Also check with your neighbours in the apartment block- what are their bills like ?


----------



## SparkRite (9 Sep 2011)

hastalavista said:


> elec kettle 2000w for 5 minutes: 66 watts
> versus an old fridge freezer which could be on 24/7  at 250-275w. 6,000 watts



This is meaningless, and doesn't make sense.

A 2KW kettle uses (generally) 2KW's of power continuously from the moment it is switched on until its turned off, nothing more, nothing less. However what you are charged for is amount of energy used per hour ie. KiloWatt hours (KWh). Known as "units"

So a 2Kw kettle on for five minutes will use 0.166666 of a unit.

(IE. 2Kw for one hour equals 2 units........2Kw for 5 minutes, 1/12 of an hour will use >> 2 divided by 12 = 0.166666 of a unit)

As for the reference to the freezer using 6,000 W.......I won't even go there.......
There are too many variables to work it out properly without more info.


----------



## angela59 (9 Sep 2011)

That bill sounds very excessive for an apartment.  I have a detached rural house - rural rates are higher, we have our own well so to run pump is expensive together with external lights etc - but my most recent bill in the summer was E211 for two months - in the winter months E250 for two months - and I am frugal with the use of electricity - I have day and night meter.  Read your meter yourself and question this.  The only other alternative is getting one of those energy consumption readers - I got one from Argos and plug it in to various appliances.

Angela59


----------



## Baracuda (9 Sep 2011)

Our bill is about 140 per month. I had thought that the meter was wrong and had considered getting the ESB to check it. I am after using the ESB appliance and lighting meter calculator and now I see where we're goin wrong...immersion... So the age old debate continues, Is it actually cheaper to leave the thing on constant or turn it on or off as needed?


----------



## hastalavista (9 Sep 2011)

let me try and explain my earlier email

There was an error in my earlier email when I left out a 1


the math should have been ( 2000 by 5 mins )/60 to give a consumption of 166 watts and not 66

Similarly the fridge freezer is using 250 watts an hour  or 6000 watts in 24 hours.

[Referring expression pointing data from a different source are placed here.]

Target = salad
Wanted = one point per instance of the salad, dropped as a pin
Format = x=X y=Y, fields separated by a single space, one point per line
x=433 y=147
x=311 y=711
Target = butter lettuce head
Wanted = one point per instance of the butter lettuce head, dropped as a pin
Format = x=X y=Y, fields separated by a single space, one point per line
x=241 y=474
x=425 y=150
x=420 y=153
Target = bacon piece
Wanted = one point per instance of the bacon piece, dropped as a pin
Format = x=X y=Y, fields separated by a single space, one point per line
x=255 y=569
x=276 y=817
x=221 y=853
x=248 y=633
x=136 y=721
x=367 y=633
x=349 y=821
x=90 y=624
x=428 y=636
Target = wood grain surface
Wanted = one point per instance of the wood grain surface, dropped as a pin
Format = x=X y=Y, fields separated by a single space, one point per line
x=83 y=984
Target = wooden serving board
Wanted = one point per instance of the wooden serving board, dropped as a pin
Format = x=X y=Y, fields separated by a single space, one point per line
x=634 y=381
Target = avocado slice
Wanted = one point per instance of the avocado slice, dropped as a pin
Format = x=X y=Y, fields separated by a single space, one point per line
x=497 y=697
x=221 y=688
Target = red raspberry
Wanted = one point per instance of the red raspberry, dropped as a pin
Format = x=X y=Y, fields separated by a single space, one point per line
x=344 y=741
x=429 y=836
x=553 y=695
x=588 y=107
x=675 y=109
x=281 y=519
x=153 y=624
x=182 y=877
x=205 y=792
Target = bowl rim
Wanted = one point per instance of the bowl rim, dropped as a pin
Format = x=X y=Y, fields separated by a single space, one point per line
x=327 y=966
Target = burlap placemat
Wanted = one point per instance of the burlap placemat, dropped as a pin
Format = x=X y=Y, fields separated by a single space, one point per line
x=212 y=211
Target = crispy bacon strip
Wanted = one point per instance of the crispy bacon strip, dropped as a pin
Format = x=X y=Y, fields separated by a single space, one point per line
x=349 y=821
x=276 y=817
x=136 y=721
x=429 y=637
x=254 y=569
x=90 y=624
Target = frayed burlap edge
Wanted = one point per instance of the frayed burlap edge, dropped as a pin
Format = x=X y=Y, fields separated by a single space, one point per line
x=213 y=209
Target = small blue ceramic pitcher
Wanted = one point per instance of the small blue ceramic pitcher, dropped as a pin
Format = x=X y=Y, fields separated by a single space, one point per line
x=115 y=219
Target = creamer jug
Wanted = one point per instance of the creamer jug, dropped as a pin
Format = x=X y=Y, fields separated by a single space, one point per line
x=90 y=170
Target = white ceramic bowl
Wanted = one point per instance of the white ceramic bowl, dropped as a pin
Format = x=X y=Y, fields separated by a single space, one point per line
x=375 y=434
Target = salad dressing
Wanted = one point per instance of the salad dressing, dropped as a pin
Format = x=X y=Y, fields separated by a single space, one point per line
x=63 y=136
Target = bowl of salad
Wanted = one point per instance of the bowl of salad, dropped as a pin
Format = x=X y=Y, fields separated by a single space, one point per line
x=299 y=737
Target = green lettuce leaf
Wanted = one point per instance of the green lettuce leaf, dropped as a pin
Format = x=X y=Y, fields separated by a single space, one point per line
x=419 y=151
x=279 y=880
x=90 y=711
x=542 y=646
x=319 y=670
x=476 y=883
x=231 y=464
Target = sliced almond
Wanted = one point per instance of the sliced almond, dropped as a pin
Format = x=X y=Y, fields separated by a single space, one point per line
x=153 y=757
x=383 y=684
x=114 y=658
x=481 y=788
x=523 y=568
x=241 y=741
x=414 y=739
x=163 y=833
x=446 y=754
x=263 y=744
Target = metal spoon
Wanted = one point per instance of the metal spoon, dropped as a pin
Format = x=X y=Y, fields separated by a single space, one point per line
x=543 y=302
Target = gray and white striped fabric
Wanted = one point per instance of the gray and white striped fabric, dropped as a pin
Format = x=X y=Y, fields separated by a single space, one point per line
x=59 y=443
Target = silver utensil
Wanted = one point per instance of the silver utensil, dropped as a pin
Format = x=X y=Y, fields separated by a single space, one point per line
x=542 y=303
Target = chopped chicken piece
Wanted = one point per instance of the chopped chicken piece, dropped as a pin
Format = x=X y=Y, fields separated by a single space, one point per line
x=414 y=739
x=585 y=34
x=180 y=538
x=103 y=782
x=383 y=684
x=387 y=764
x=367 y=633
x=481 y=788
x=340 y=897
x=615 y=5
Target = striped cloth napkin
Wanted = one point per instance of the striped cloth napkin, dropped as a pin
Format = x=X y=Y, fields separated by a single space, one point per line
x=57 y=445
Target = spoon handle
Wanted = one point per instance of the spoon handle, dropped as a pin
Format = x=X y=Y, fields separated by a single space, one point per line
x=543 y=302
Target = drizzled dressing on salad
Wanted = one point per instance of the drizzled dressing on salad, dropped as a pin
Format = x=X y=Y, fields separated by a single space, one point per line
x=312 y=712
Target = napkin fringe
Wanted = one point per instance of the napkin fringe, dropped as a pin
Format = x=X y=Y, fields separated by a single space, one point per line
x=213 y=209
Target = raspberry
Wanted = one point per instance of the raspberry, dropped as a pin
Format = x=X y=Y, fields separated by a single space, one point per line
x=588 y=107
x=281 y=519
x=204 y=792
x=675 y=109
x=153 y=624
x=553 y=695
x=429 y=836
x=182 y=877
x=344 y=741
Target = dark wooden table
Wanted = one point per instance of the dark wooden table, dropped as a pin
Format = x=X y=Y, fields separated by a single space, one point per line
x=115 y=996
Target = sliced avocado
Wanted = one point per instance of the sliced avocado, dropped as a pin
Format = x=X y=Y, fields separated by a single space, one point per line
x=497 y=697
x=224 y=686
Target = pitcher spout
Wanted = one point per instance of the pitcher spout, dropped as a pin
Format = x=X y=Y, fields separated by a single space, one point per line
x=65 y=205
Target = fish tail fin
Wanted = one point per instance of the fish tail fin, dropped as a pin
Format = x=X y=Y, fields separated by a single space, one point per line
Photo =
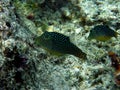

The point I was trying to make was that while people rightly focus on the high power consuming items, there are appliances such as old fridge freezer which cost a lot to run..

The bill is made up by the wattage of the unit by the duration it is on for.


A standard electric kettle is normally rated at 2kW or 2000w which means that when switched on it draws 2000w [2000 watts] or 2kW [ two kilowatts]

If it is on for an hour then the power consumed is 2kW for the hour or 2kWh [ two kilowatt hours] [ 2kW X 1 hr ]

Electricity is priced in terms of kWh and  I am currently paying  24 cent per kWh

That means that having the kettle on for an hour will cost 48 cent  [2kWh by 20c ]

However typically the kettle will only be on say for 5 minutes at a time so it will cost 4 cent [48 *5/12 ] a shot or 2.44 euro every 2 months if used once a day.

In addition I have an old fridge freezer which draws 250w and is on pretty much all the time as the door seals are perished.

This means that it uses 250w an hour or 0.25 kWh  so in 4 hours it uses 1kW. [4 by 0.25 ]

This means in 24 hours it uses 6 kWh [ 0.25 by 24 ] costing 144 cent a day  or 87 euro every 2 months..


----------



## SparkRite (10 Sep 2011)

See below


----------



## SparkRite (10 Sep 2011)

hastalavista said:


> the math should have been ( 2000 by 5 mins )/60 to give a consumption of 166 watts and not 66
> 
> Similarly the fridge freezer is using 250 watts an hour  or 6000 watts in 24 hours.
> 
> .



Dear God!!

What a load of rubbish!!!

Hastalavista did you never hear of the old adage " A little knowledge is a dangerous thing"?


----------